Much more to Donegal Person of the Year Jason Black than climbing mountains

Kevin McFadden chairman and Hugh Harkin, President of the Donegal Association Dublin with 2018 winner, Jason Black. Picture: Tim Ralph

Jason Black, recently announced as the Donegal Person of the Year 2018, describes himself as a global endurance athlete.
In a citation sent to media announcing his selection, much was made of his remarkable achievements, in particular his wonderful mountaineering exploits.
However, for many, many people the Jason Black they know is a man who offers deep and telling insights into life and living.
In 2016 he opened up about his early years to our reporter, Matt Britton, and that interview is often referenced by people when they talk (in glowing terms) about Jason.
While his success on Everest and subsequently his conquering of the incredibly treacherous K2, are the bookends holding together an incredibly varied and interesting life and lifestyle, it is Jason the man, rather than Jason the mountaineer, that inspires thousands who have listened in awe to his presentations or his many interviews on national and local platforms.
In August 2016 he told the Donegal Democrat: “I came from an ordinary home with working parents and went to the local national school. There were no silver spoons.
“Like all the other local kids I went to the local secondary school.
“For a young las this was a daunting experience, walking past the imposing St Eunan's Cathedral and through the gates of St Eunan's College.”
What many people did not know until he opened up about it in 2016, was the difficulties Jason experienced at the hands of a bully while he was at secondary school:
“This was a walk through the gates of hell, I was facing years at the hands of a thug, and I could do very little about it.
“I was bullied incessantly for six years and I couldn't speak to anyone about it, my parents had enough to deal with and I just kept it to myself.
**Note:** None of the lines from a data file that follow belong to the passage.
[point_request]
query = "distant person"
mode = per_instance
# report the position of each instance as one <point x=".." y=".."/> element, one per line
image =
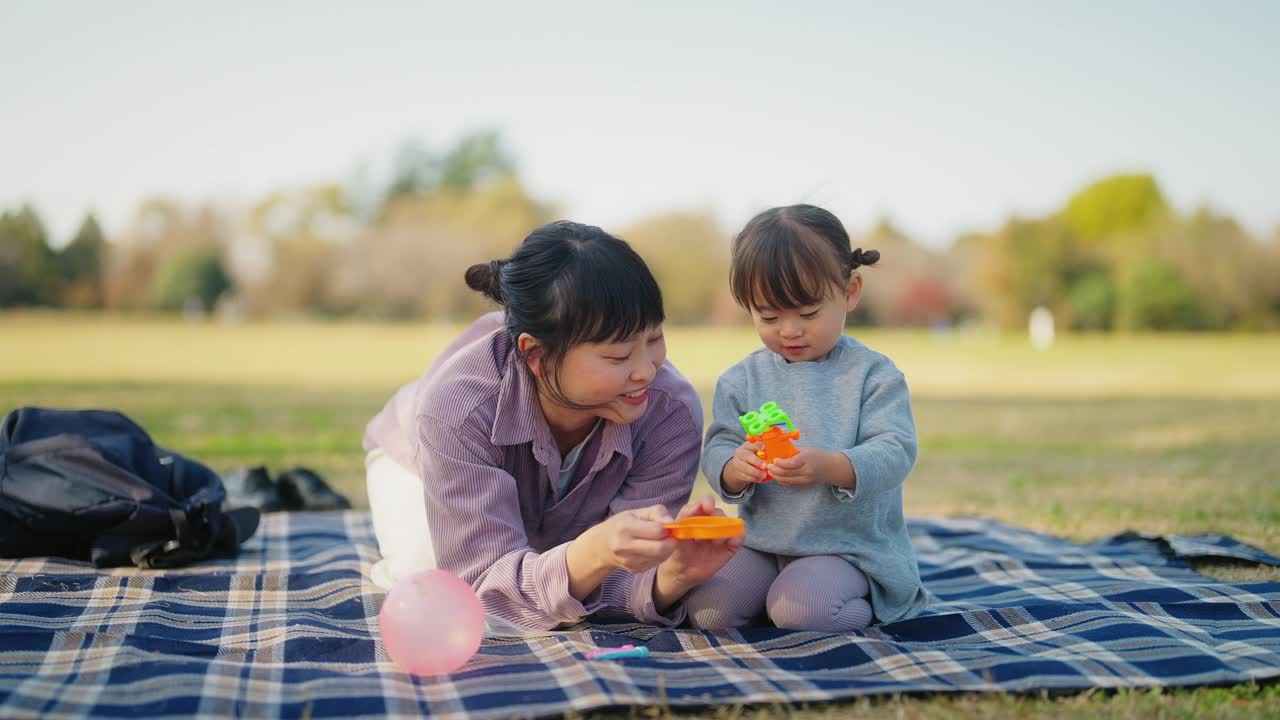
<point x="827" y="546"/>
<point x="544" y="449"/>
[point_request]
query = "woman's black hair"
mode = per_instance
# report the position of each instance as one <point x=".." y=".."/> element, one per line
<point x="568" y="283"/>
<point x="791" y="256"/>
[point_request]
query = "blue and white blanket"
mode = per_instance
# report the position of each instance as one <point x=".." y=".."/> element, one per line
<point x="289" y="629"/>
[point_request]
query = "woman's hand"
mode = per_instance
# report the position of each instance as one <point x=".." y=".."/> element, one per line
<point x="693" y="561"/>
<point x="632" y="541"/>
<point x="635" y="540"/>
<point x="743" y="469"/>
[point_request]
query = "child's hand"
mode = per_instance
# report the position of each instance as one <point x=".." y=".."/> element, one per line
<point x="744" y="468"/>
<point x="812" y="466"/>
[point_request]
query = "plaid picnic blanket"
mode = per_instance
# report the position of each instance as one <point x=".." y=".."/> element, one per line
<point x="289" y="629"/>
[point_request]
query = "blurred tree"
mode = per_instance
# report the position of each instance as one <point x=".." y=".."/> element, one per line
<point x="1157" y="297"/>
<point x="1092" y="300"/>
<point x="28" y="268"/>
<point x="160" y="229"/>
<point x="1219" y="260"/>
<point x="291" y="247"/>
<point x="187" y="278"/>
<point x="412" y="261"/>
<point x="415" y="169"/>
<point x="1027" y="264"/>
<point x="1114" y="205"/>
<point x="924" y="301"/>
<point x="82" y="265"/>
<point x="904" y="263"/>
<point x="689" y="258"/>
<point x="475" y="159"/>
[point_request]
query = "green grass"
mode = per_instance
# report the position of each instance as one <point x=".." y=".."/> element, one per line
<point x="1100" y="434"/>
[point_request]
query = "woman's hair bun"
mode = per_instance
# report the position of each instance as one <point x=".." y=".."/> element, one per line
<point x="865" y="258"/>
<point x="487" y="279"/>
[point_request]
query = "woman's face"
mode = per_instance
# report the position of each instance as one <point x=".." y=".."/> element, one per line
<point x="611" y="377"/>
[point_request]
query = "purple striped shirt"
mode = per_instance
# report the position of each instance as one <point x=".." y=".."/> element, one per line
<point x="472" y="429"/>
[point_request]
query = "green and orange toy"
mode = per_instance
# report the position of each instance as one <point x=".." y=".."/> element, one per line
<point x="772" y="427"/>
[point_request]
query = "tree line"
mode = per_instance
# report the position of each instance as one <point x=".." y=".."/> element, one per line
<point x="1115" y="256"/>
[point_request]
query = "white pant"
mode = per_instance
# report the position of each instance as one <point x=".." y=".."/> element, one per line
<point x="403" y="537"/>
<point x="400" y="520"/>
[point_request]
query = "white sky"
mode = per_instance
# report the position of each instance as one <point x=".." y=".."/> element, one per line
<point x="945" y="117"/>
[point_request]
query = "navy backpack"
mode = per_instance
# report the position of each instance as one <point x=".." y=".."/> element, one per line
<point x="90" y="484"/>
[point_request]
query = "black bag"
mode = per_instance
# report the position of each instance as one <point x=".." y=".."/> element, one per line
<point x="90" y="484"/>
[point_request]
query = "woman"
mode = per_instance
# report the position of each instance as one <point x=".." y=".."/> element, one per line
<point x="549" y="442"/>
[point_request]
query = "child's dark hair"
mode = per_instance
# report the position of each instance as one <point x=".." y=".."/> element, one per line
<point x="568" y="283"/>
<point x="791" y="256"/>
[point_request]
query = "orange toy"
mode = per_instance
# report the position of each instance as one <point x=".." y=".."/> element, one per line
<point x="772" y="427"/>
<point x="705" y="527"/>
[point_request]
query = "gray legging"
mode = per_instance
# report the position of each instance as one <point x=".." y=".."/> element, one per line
<point x="821" y="592"/>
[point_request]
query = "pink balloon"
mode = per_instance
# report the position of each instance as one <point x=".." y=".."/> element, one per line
<point x="432" y="623"/>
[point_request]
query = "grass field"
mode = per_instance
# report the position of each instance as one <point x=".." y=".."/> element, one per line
<point x="1100" y="434"/>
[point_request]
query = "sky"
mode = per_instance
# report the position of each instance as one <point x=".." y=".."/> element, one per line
<point x="944" y="117"/>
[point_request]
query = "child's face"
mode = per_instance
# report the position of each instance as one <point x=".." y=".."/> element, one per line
<point x="808" y="333"/>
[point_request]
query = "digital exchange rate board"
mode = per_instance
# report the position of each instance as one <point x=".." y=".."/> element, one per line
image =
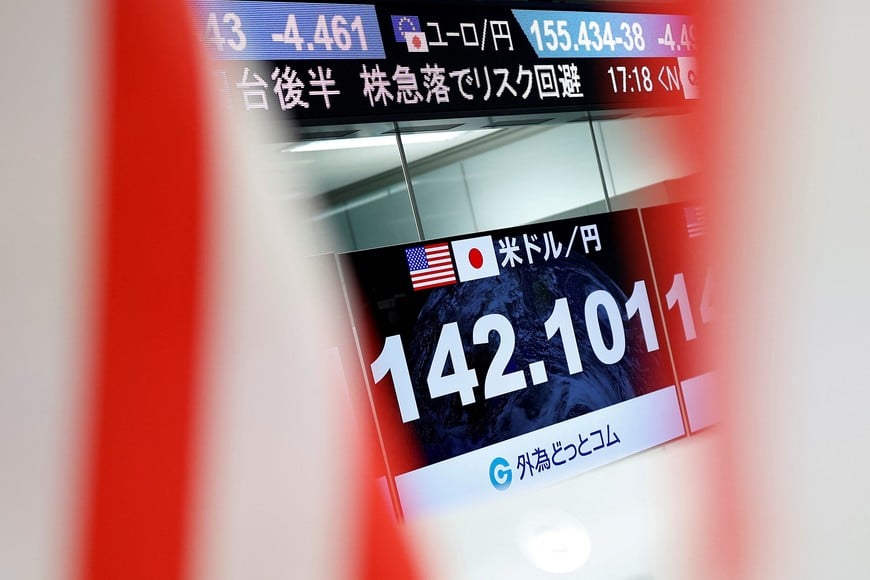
<point x="513" y="358"/>
<point x="323" y="62"/>
<point x="677" y="239"/>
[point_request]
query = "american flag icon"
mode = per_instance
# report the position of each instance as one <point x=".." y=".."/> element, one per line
<point x="696" y="224"/>
<point x="430" y="266"/>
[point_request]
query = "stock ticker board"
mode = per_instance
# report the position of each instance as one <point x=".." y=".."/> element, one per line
<point x="321" y="62"/>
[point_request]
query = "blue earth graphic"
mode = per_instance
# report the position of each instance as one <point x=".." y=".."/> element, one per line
<point x="526" y="296"/>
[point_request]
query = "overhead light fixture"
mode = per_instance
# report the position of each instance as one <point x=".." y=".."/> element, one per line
<point x="554" y="541"/>
<point x="379" y="141"/>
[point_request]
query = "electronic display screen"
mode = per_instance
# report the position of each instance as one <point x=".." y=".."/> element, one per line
<point x="331" y="63"/>
<point x="515" y="357"/>
<point x="677" y="236"/>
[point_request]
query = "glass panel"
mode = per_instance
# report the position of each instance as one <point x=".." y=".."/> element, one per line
<point x="648" y="159"/>
<point x="357" y="185"/>
<point x="492" y="177"/>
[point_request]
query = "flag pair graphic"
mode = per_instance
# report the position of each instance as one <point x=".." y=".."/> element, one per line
<point x="431" y="265"/>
I must stress that this was not a member of the staff, but a fellow student.
“You cannot see the scars, but it tore my life to shreds and left me that I just couldn't study or focus on any academic work with the result that I ended up with no qualifications.
“I put all my focus on sport, that was my escape and I honestly believed that it saved my life,” he said.
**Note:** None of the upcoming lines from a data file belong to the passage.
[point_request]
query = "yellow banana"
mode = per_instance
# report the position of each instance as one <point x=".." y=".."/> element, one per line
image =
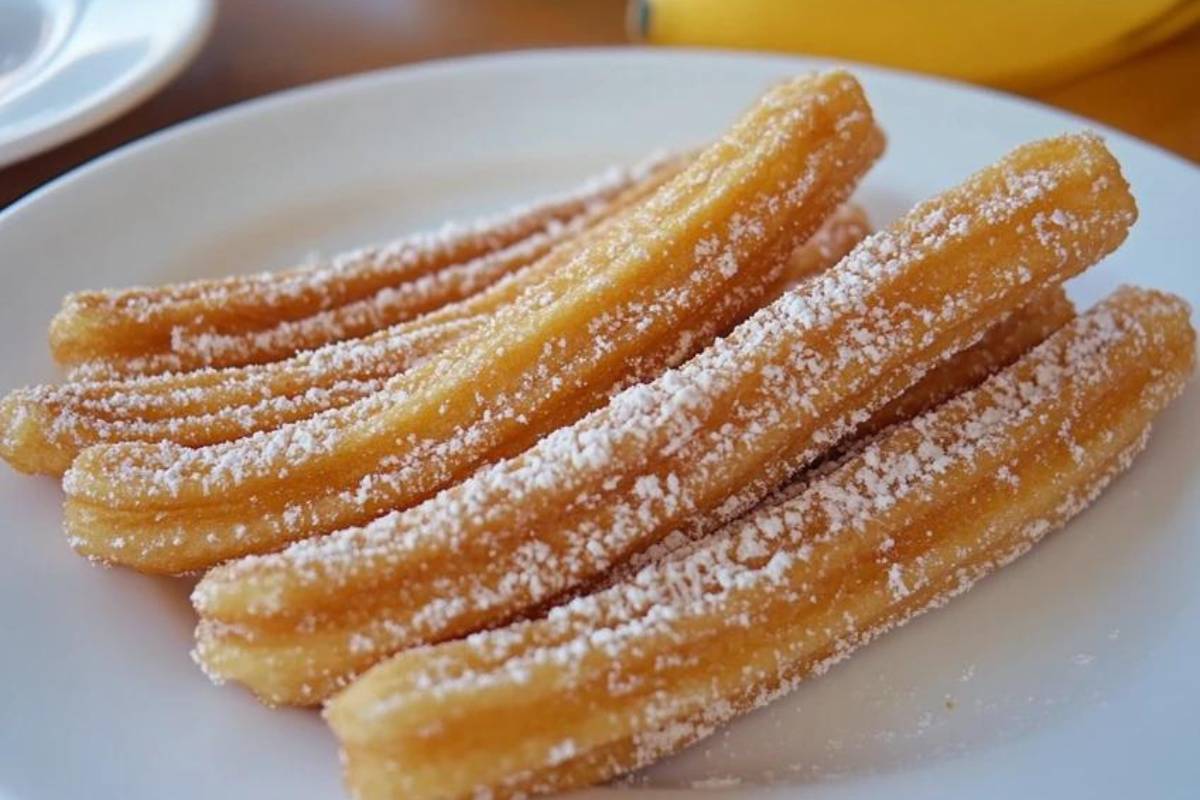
<point x="1011" y="43"/>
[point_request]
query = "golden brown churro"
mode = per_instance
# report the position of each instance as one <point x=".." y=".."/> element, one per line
<point x="42" y="428"/>
<point x="699" y="445"/>
<point x="696" y="256"/>
<point x="201" y="322"/>
<point x="612" y="681"/>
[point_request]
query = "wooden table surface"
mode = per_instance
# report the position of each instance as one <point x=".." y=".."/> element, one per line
<point x="263" y="46"/>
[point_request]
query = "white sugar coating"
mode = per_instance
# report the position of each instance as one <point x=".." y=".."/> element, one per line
<point x="569" y="507"/>
<point x="388" y="306"/>
<point x="799" y="542"/>
<point x="213" y="404"/>
<point x="388" y="265"/>
<point x="615" y="314"/>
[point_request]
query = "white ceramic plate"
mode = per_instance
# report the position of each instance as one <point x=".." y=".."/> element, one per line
<point x="67" y="66"/>
<point x="1072" y="673"/>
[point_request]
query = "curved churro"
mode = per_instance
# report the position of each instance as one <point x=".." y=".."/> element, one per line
<point x="699" y="445"/>
<point x="697" y="254"/>
<point x="42" y="428"/>
<point x="359" y="292"/>
<point x="612" y="681"/>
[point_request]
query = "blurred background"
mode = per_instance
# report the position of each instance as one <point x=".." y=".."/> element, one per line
<point x="1132" y="64"/>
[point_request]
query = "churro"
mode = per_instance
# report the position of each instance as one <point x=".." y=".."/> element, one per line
<point x="697" y="254"/>
<point x="699" y="445"/>
<point x="616" y="680"/>
<point x="247" y="319"/>
<point x="42" y="428"/>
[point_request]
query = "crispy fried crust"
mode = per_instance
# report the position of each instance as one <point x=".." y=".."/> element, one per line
<point x="42" y="428"/>
<point x="697" y="446"/>
<point x="612" y="681"/>
<point x="688" y="263"/>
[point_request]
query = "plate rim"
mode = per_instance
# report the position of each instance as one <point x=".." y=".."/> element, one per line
<point x="450" y="65"/>
<point x="129" y="90"/>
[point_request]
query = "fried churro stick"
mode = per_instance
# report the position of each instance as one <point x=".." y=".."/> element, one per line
<point x="700" y="445"/>
<point x="295" y="668"/>
<point x="370" y="287"/>
<point x="697" y="256"/>
<point x="42" y="428"/>
<point x="613" y="681"/>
After school there were difficult times too, the loss of his mother, who died aged 42 from cancer and the death of his best friend, Billy, in an accident in America.
But Jason found refuge from the travails of the world in sport and in the great outdoors, a place where, as he put it, “the silence was deafening”.
His decision to attempt to summit Everest was prompted by a chance talk on Everest which he attended.
From that moment on he said he was captivated: “It made me realise that you must always follow your dreams. I asked myself could I really realise this dream instead of just dreaming about it.
“Could I really take myself to the top of the world?
“It was all about self-belief and visualising the challenge.”

Everest and K2
Jason went on to conquer Everest and more recently K2 and as awareness of his achievements became more widespread, those who met him were taken by the eloquent way he could relate to others and motivate them to conquer ‘their own Everest’.
His final words sum up his philosophy: “My advice to young people it to take pride in themselves and not to feel threatened, not to try and fit in a box that is not you. Be yourself and be proud of yourself.”